Innovative Product Development:
- Coordinating design, engineering, and market analysis for new product creation.
- Example: Developing a new smart home device by integrating hardware design, software development, user experience research, and market positioning.
Comprehensive Data Analysis and Reporting:
- Gathering, analysing, and presenting data from multiple sources in a coherent and insightful manner.
- Example: Creating a detailed annual report for a multinational corporation, including financial analysis, market performance, and future projections.
Automated Customer Service Orchestration:
- Managing complex customer inquiries that require input from multiple departments or knowledge bases.
- Example: Handling a complex insurance claim that involves policy verification, damage assessment, and payout calculation.
Regulatory Compliance Management:
- Ensuring adherence to complex regulatory requirements across various business operations.
- Example: Coordinating compliance checks across finance, HR, and operations departments for a new international business venture.
Strategic Business Planning:
- Developing comprehensive business strategies by analysing market conditions, internal capabilities, and future trends.
- Example: Creating a five-year expansion plan for a retail chain, considering location analysis, market trends, and financial projections.
Crisis Management and Response:
- Coordinating rapid, multi-faceted responses to complex crisis situations.
- Example: Managing a company's response to a cybersecurity breach, including technical mitigation, public relations, and legal compliance aspects.
Limitations and Considerations
- Planner agents models selection is limited due to the complex reasoning required.
- They cannot perform certain operations like complex PowerPoint creation, PDF conversion, image extraction from documents, or audio file creation.

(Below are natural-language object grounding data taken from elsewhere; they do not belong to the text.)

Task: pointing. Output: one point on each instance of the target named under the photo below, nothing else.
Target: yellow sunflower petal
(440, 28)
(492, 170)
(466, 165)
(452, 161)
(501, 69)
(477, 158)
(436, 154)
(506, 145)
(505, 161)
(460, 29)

- The maximum autonomous runtime is limited to 60 minutes for security reasons.
Enterprise
customers can ask for the extension of the runtime. - While highly capable,
Planner
agents still require human oversight and may not fully understand nuanced or context-dependent aspects of complex tasks. - The effectiveness of
Planner
agents depends on the quality and capabilities of the specialised agents they can access and the environment access and awareness in general. - There may be a learning curve for users to effectively utilise the full potential of Planner agents, particularly in setting up optimal planning and review instructions. Stay calm and keep prompting!

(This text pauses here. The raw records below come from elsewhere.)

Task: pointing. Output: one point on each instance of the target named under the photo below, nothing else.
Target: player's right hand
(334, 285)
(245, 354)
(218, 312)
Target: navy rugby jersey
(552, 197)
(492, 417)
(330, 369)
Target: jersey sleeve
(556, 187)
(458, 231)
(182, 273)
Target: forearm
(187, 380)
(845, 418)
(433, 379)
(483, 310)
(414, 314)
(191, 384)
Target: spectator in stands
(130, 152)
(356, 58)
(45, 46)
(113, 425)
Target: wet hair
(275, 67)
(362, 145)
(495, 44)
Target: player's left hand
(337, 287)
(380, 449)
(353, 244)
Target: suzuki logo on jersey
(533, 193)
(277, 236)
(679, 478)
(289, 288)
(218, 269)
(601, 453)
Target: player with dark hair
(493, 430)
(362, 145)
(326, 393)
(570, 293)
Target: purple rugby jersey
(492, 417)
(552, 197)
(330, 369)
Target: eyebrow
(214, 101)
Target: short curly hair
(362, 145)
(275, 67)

Best Practices for Utilising Planner Agents
Clear Goal Definition: Clearly define the overall objective and desired outcomes for the Planner agent to ensure focused and effective planning.

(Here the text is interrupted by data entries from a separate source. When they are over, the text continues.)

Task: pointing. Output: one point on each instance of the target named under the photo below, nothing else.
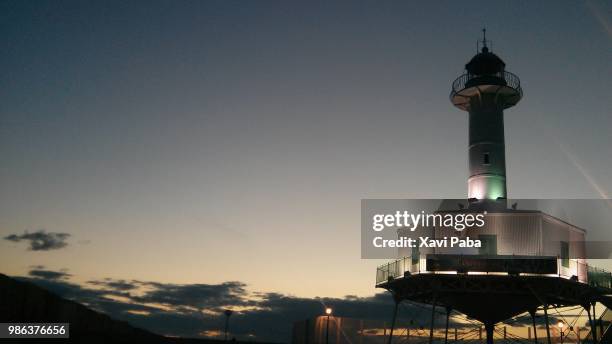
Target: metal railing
(503, 78)
(591, 275)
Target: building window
(415, 255)
(565, 254)
(488, 244)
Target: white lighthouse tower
(484, 91)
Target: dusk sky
(186, 142)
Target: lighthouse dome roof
(484, 63)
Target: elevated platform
(492, 298)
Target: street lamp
(328, 311)
(560, 325)
(227, 313)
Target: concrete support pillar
(489, 327)
(547, 325)
(393, 321)
(433, 317)
(535, 330)
(448, 310)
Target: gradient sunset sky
(211, 141)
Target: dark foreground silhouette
(22, 301)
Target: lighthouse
(485, 91)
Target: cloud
(41, 240)
(40, 272)
(193, 310)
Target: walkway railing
(566, 268)
(502, 78)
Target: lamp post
(227, 313)
(560, 325)
(328, 312)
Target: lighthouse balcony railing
(502, 78)
(575, 269)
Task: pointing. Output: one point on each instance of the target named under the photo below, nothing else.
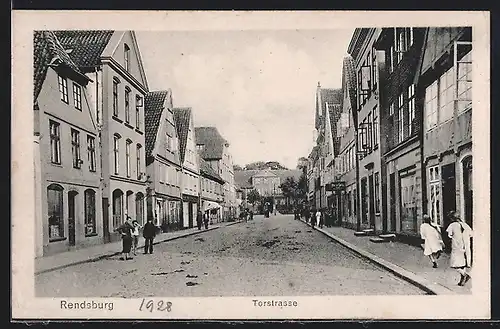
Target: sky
(257, 87)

Detailed Task Breakdown: Provide a comprehensive breakdown of the task components to help the Planner agent create more accurate and efficient plans.
Customise Planning Instructions: Tailor the planning instructions to your specific domain or industry for more relevant and effective task execution.
Regular Monitoring and Feedback: While Planner agents are autonomous, regular monitoring and feedback can help refine their performance over time.
Leverage Human Expertise: Use the approval and review mechanisms to incorporate human expertise and judgement, especially for critical decisions.